From what I can see, you are claiming that Plato was an atheist and his writings teach atheism.
You are also saying that Plato uses secret language to conceal his atheism.
In support of your theory, you cite Clement of Alexandria and Ibn Sina who, apparently, believed that Plato and/or the Greeks in general, concealed secrets in their writings.
You are claiming that this proves that Plato was a covert atheist.
The first problem with this is that, when carried to its logical conclusion, your theory becomes an extraordinary conspiracy theory according to which Plato and his followers from Aristotle to the Church Fathers and the Christian and Islamic philosophers and mystics were all secret believers in atheism.
What I am saying in response to this is that anyone with even the most basic understanding of philosophy and logic, would ask two simple questions:
1. What do those authors mean by “secrets”?
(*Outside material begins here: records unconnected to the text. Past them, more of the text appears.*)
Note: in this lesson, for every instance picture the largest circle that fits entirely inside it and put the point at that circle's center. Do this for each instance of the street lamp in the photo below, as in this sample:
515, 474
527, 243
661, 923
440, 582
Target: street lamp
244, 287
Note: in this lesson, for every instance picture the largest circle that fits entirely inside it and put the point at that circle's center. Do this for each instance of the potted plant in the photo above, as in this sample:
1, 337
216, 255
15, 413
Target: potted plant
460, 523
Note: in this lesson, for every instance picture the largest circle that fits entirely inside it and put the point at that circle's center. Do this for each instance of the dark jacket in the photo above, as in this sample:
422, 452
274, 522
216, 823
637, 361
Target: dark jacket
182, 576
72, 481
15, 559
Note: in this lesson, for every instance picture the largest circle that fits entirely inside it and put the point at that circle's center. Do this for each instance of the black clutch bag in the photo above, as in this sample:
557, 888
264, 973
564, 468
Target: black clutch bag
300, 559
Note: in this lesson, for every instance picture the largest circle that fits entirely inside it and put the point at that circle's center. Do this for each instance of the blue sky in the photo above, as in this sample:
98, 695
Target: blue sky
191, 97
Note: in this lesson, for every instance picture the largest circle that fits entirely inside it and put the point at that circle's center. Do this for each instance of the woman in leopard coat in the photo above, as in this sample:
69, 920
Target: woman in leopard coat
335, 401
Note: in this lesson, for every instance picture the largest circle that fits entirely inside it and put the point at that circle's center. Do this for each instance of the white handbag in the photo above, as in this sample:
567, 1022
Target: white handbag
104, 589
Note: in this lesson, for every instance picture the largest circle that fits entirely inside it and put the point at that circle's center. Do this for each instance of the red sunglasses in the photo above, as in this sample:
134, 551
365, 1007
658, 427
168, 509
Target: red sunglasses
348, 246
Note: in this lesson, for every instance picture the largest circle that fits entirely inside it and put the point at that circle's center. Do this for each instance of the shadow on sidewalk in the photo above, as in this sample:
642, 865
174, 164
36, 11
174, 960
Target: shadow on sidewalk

2. Why should “secrets” mean “atheism”?
“Secrets” could mean a number of things, e.g., knowledge unknown to the general public, allegorical passages referring to metaphysical realities, etc.
There is no evidence to suggest that Clement or Ibn Sina were atheists, and even if they were atheists, this doesn’t prove that Plato was an atheist. It may perfectly well be that they chose to read Plato in an atheist sense. But there is zero evidence of that.
So, this takes us back to the dialogues. These are some of your arguments:
1. Socrates says “one must, so to speak, chant such things to oneself” (Phaedo 114d).
2. Plato bans the Gods from the ideal city discussed in the Republic.
1. In fact, “chanting to oneself” means that Socrates wants his friends to overcome their grief and fear of death with the help of his account of life after death. No more and no less than that.
2. As already stated, banning the poets’ and artists’ irreverent representations of the Gods does not equal banning the Gods.
As to the Good, I think the matter is very clear. The Good is a meta-principle that explains the function of other, subordinate principles as part of a harmonious whole, i.e., how they all fit together to form a functioning, ordered system.
Allan Silverman – Some Ways of Being in Plato
1. I have already explained how Plato's “Forms” play the role of “patterns” (
paradeigmata) whereby consciousness organizes itself to generate determinate cognition.
2. The Good explains how the Forms and all other things fit together to form a unified, harmonious reality.
3. The dialogue says very clearly that the Good is “superior to and beyond being” (509b), i.e., a form of Transcendent Reality that contains all things:
“The Sun, I presume you will say, not only furnishes to visibles the power of visibility but it also provides for their generation and growth and nurture though it is not itself generation.” “Of course not.” “In like manner, then, you are to say that the objects of knowledge not only receive from the presence of the Good their being known, but their very existence and essence is derived to them from it, though the Good itself is not essence but still transcends essence in dignity and surpassing power.”
http://www.perseus.tufts.edu/hopper/text?doc=Perseus%3Atext%3A1999.01.0168%3Abook%3D6%3Asection%3D509b
Ergo, monistic idealism, not atheism.